Abstract
A low-temperature (≤450 °C) crystallization path for the solution-derived lead zirconium titanate (PZT) thin-film, the first choice for high-density ferroelectric/piezoelectric nanodevices, has been sought for long but with limited success. In this work, we report on a facile route enabling the crystallization of PZT thin-films at 300–450 °C by using a novel solution-combustion-synthetic (SCS) approach. The SCS precursor solution consists of metal nitrates and organic fuels (tricine and/or urea) as oxidizing and reducing agents, respectively. The essential aspect of this route is that the single and intense exothermic combustion reaction between the oxidizer and fuels occurring at 234 °C provides high self-localized thermal energy, which allows for the efficient conversion of the amorphous metal-oxide gel framework into final crystallized oxides even at very low externally applied temperature.
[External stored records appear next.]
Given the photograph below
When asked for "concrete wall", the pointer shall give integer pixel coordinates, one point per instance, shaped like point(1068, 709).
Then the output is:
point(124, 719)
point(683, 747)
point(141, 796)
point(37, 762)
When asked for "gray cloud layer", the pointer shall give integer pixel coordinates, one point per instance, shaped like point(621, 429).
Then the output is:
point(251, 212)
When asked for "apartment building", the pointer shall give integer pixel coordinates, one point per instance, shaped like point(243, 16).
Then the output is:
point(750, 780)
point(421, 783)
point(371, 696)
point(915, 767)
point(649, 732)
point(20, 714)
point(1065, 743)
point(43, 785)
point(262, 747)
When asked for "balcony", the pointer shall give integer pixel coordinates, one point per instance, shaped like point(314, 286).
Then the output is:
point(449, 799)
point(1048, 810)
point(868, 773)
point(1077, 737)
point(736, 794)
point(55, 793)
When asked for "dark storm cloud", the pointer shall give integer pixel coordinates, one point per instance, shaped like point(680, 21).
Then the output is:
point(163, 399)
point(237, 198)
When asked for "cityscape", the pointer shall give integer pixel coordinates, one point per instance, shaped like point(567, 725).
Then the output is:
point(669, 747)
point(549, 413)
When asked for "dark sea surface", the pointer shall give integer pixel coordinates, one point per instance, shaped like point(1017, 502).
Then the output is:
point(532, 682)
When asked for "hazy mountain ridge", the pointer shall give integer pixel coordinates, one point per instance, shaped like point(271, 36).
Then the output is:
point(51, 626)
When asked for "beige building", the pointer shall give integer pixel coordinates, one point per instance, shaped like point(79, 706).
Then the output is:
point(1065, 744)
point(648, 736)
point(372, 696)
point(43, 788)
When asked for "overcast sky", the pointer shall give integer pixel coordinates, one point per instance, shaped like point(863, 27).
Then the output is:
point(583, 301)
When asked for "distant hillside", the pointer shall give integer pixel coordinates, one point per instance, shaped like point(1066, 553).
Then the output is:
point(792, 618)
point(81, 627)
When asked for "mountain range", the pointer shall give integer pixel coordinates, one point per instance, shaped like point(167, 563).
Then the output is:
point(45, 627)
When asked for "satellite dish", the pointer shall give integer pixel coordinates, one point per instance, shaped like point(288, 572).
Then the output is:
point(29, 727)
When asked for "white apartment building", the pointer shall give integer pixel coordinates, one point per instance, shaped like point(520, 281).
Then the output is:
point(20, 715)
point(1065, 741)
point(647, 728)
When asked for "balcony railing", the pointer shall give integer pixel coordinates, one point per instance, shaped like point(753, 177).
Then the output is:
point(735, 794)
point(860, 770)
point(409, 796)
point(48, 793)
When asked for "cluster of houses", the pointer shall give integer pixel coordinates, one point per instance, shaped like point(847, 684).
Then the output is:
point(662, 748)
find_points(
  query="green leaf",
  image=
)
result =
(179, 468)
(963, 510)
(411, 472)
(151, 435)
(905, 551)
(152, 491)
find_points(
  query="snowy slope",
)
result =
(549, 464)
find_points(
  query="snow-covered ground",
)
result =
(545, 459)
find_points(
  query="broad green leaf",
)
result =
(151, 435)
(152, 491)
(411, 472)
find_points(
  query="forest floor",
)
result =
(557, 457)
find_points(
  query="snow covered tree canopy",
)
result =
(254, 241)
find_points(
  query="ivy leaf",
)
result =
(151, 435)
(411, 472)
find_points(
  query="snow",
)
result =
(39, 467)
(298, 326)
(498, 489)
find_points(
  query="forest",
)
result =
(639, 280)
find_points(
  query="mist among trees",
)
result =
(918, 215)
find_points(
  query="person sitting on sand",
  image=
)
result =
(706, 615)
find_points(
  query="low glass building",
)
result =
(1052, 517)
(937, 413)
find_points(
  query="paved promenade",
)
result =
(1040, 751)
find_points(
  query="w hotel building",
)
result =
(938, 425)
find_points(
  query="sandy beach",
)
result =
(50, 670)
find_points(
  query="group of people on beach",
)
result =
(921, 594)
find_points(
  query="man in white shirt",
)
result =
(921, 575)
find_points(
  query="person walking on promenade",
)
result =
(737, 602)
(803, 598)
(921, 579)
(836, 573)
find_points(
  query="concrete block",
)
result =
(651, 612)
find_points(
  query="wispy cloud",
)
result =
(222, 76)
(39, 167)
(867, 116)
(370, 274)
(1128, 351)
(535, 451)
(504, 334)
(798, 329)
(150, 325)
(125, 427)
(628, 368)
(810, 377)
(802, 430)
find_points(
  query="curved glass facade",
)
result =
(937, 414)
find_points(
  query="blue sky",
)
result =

Effects of annealing conditions such as temperature and time are systematically investigated. At optimized conditions, high-quality PZT thin-films are achieved with pure perovskite phase, large remanent polarization (∼37 µC/cm2), and small leakage current (∼0.1 µA/cm2 at 600 kV/cm). Furthermore, an application of the developed low-temperature PZT film for the ferroelectric-gate memory transistor is demonstrated. The potential integration of low-temperature processed PZT layers with other active components may redefine the design concept of classical nano-microelectronic devices.
Highlights
Ferroelectric materials find applications in a variety of electronic and electromechanical devices
As a key parameter determining the efficiency of SCS reaction, the impact of the metal to fuel to oxidizer ratio on the thermal behavior of SCS solution was investigated by thermogravimetry (TG)-differential thermal analysis (DTA) (Fig. S3)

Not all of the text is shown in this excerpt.